O terceiro desafio é desenvolver uma economia que inspire esperança nos jovens e permita que as mulheres brilhem com dignidade.
Estima-se que o equivalente a 255 milhões de postos de trabalho foram perdidos por conta da Covid-19 e de seus efeitos devastadores na economia global.28 Uma questão de particular preocupação é quão gravemente os jovens foram impactados. As últimas estimativas da Organização Internacional do Trabalho (OIT) indicam que o emprego para os jovens ao redor do mundo diminuiu a uma taxa maior do que para aqueles com 25 anos ou mais,29 com o emprego para jovens nos países do G20 caindo em torno de 11%.30
Tendências recentes sugerem a probabilidade de os jovens que conquistaram um emprego durante a crise passarem por estresse e ansiedade relacionados ao trabalho como resultado das rápidas mudanças no ambiente profissional devido à Covid-19. Cada vez mais jovens começam novos trabalhos de forma remota ou em outros locais, que não o ambiente tradicional, e continuam a trabalhar sem que ninguém em seu círculo imediato possa lhes dar apoio. A pandemia criou maiores dificuldades financeiras para muitos lares e os jovens sentiram de maneira mais acentuada o peso dos débitos estudantis ou a ausência de oportunidades de desenvolver as capacidades que precisam para as carreiras que desejam. Além disso, estudos indicam que as perspectivas de carreira são sombrias para um número cada vez maior de estudantes, com 40% deles expressando incerteza e 14% sentindo medo real sobre o que os aguarda no futuro.31
A recuperação econômica é demanda urgente, mas a menos que possamos aliviar a sensação de medo e de incerteza de tantos jovens e acender a chama da esperança no coração deles, não só as perspectivas econômicas, mas todas as esperanças de desenvolvimento social saudável permanecerão na escuridão.

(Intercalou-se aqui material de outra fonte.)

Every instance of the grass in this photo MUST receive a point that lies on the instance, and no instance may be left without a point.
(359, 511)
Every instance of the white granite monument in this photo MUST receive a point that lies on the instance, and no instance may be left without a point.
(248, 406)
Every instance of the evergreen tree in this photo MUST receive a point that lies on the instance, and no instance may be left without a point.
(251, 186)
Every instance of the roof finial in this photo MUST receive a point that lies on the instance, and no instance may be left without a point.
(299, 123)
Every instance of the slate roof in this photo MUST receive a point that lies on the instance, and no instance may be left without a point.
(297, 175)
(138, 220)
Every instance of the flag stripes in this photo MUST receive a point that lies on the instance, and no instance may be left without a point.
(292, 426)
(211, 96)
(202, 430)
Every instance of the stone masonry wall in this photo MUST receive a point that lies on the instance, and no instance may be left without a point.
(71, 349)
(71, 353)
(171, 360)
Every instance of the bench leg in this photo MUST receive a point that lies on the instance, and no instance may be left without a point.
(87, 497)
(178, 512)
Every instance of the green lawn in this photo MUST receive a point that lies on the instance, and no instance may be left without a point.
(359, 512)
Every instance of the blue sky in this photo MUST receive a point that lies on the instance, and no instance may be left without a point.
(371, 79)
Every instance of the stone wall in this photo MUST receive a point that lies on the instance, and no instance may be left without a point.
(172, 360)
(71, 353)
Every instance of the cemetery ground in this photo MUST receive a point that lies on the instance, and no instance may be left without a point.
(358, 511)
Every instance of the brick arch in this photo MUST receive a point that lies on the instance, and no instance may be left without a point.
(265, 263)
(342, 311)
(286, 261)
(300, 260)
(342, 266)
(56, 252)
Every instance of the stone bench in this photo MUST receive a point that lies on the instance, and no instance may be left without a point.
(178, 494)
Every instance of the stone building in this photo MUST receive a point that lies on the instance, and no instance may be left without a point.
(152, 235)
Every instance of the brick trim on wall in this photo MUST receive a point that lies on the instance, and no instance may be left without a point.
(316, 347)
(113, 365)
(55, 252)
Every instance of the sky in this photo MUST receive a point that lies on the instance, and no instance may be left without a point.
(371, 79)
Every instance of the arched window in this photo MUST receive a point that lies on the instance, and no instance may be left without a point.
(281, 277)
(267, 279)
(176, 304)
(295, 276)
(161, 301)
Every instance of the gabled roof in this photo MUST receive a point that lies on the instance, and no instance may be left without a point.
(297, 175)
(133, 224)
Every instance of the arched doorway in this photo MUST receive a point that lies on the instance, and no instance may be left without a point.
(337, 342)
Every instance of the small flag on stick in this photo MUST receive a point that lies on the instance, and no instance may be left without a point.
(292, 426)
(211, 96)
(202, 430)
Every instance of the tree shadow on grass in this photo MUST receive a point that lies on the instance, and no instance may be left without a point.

Sobre essa questão, refiro-me às observações feitas pelos professores Abhijit V. Banerjee e Esther Duflo do Instituto Massachusetts de Tecnologia (MIT, sigla em inglês), cujo trabalho foi reconhecido com um Prêmio Nobel de Economia em 2019, o qual dividiram com o professor Michael Kremer da Universidade Harvard.
No livro que escreveram, Good Economy for Hard Times [publicado em português como Boa Economia para Tempos Difíceis], os autores refletem sobre o real significado de índices como o Produto Interno Bruto (PIB): “A chave, em última instância, é não perder de vista o fato de que o PIB é um meio e não um fim”.32
Alertando para o foco restrito à renda como lente distorcida que por vezes levou a decisões políticas erradas, eles argumentam:
Restaurar a dignidade humana ao seu lugar central (…) desencadeia uma reflexão profunda sobre as prioridades econômicas e os caminhos pelos quais as sociedades cuidam de seus membros, particularmente quando eles têm essa necessidade.33
Esse trabalho foi publicado no ano anterior à pandemia, mas acredito que a questão de construir uma economia que sustente a dignidade humana é mais relevante que nunca.
A importância de se ter trabalho não é exagerada quando consideramos as prioridades econômicas com um foco equilibrado e perspicaz sobre como ele pode reforçar a dignidade humana, tema fortemente ressaltado por Banerjee e Duflo.
O livro descreve como Banerjee, ao atuar no Painel de Pessoas Eminentes da ONU e contribuir para a elaboração dos ODS, conheceu e foi inspirado pelas atividades de um membro de uma ONG internacional. Ele e Duflo participaram de uma das reuniões que visava oferecer oportunidades de emprego para pessoas que passaram pela pobreza. Dentre os participantes dessa conferência em particular estavam uma enfermeira que ficou seriamente debilitada e incapacitada de trabalhar por vários anos após um acidente; uma pessoa que tinha sofrido com depressão severa; e um homem que perdera a custódia do filho devido a comportamentos relacionados ao Transtorno do Déficit de Atenção com Hiperatividade (TDAH).34
Essa ONG e suas atividades ofereciam aos professores algumas perspectivas para a reflexão sobre as políticas sociais. Uma delas era que “o trabalho não necessariamente se concretiza depois de todos os problemas serem resolvidos e as pessoas estarem ‘prontas’, mas é parte do processo de recuperação em si”.35
No livro, os autores também relatam o caso de um pai que conheceram. Ele foi capaz de recuperar a custódia do filho depois de obter trabalho, e o orgulho que o filho sentiu, por ele estar trabalhando, o inspirou. Nesse sentido, uma mudança na situação do homem produziu efeito cascata de felicidade para toda a família. Um dos ODS é oferecer empregos decentes para todos, incluindo as pessoas com deficiência, e o exemplo dessa família representa precisamente o tipo de mudança esperançosa almejada a partir da promoção dos ODS.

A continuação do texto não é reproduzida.